Book description
Séamas Ó Sìocháin has written what is the most voluminous biography
of Casement and a significant contribution to an understanding of his
life.' Frank Callinan, The Irish Times Roger Casement is among the
most written about and mythologized figures in Irish history, yet has
never, until now, been accorded such an impartial, full-scale
documentary biography. Séamas Ó Sìocháin gives us an enthralling book
equal to the expansive life of its subject. In its meticulous
scholarship it supersedes all previous work in the field. Drawing upon
an astonishing trove of official and personal sources, Ó Sìocháin
shows how what began as an ordinary career in the British consular
service became a singular crusade across three continents, against
exploitation, cruelty and injustice.
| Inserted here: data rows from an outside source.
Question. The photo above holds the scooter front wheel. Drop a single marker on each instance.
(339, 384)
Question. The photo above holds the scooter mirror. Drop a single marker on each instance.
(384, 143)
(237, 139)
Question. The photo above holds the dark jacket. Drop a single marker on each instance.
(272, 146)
Casement served in the Niger,
Mozambique, Angola and most momentously in the Congo, where he
witnessed the appalling crimes of the Belgian colonial system and
became a leading figure in the humanitarian campaign, eventually
successful, to force King Leopold II to surrender his personal control
of the colony. Casement later applied the same eye for injustice to
the depressingly similar exploitation of natives of the Putumayo, in
the upper reaches of the Amazon, where, as in the Congo, outsiders'
hunger for rubber created misery for native peoples. His growing
interest and involvement in Irish nationalism, culminating in his
attempts to aid the 1916 Rising and execution for treason, is
compellingly narrated. Ó Sìocháin analysis, which closely examines the
debate around Casement's controversial diaries, is also a model of
clarity and attention to detail. This definitive biography,
accompanied by additional maps and numerous photographs, many of them
rare and unseen, is an enduring monument to one of Ireland's most
enigmatic patriots of the past century.